De cada dos o tres aficionados que saludo, uno me responde con las mismas palabras: «¿Qué va a pasar con el Málaga?». Aunque las preguntas por manidas no me suelen sorprender, la respuesta me sale con titubeos. El Málaga, el equipo de toda una vida, duele. Lo facilón sería seguir en la corriente a lo realizado hasta hoy. También me preguntan por el jeque, como si muchos en nuestra ciudad lo conocieran mínimamente. Una frase sentenciadora dice así: «Por tus hechos te recordarán». A ella me remito. Al-Thani –denuncias a sus colaboradores más directos, y juicios aparte– no se encuentra en nuestra ciudad. No comparece. Ni comprueba ni conoce en directo las prioridades del club. Vía Twitter, eso sí, se suele asomar al balcón de la opinión, con más desaciertos que otra cosa. Él es propietario del paquete de acciones y presidente, en la entidad lleva el nombre de la tierra que la parió, y cuenta con 24.000 abonados que han desembolsado un dinero por adelantado. Algo pueden opinar y solicitar, ¿O no? De esta forma y modo está gobernado el Málaga Club de Fútbol al día de hoy.

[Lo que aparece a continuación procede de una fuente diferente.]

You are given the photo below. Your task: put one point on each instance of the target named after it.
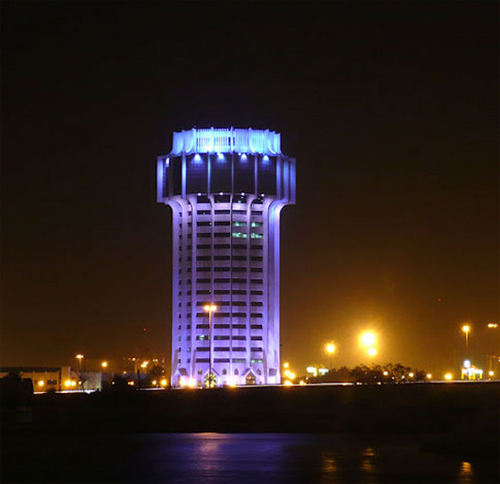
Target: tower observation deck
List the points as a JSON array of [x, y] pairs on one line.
[[226, 189]]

¿Soluciones? Al-Thani las tiene todas. Primero, reconocer lo mal hecho. Regresar a Málaga, para estudiar, razonar y capear el temporal lo mejor posible hasta diciembre. Reajustar la plantilla. Planificación e inversión. En este club, como en el resto de Primera División, entra mucho dinero. Otra cuestión es que se disparen los gastos empezando por la familia. Si en la secretaría se desfasan las obligaciones con los propietarios… ¡Apaga y vámonos! Hay que sentarse en una mesa y celebrar una y muchas reuniones para resolver situaciones. Con el mando a distancia, nunca, jamás. Y menos con tanto silencio y hermetismo como ahora.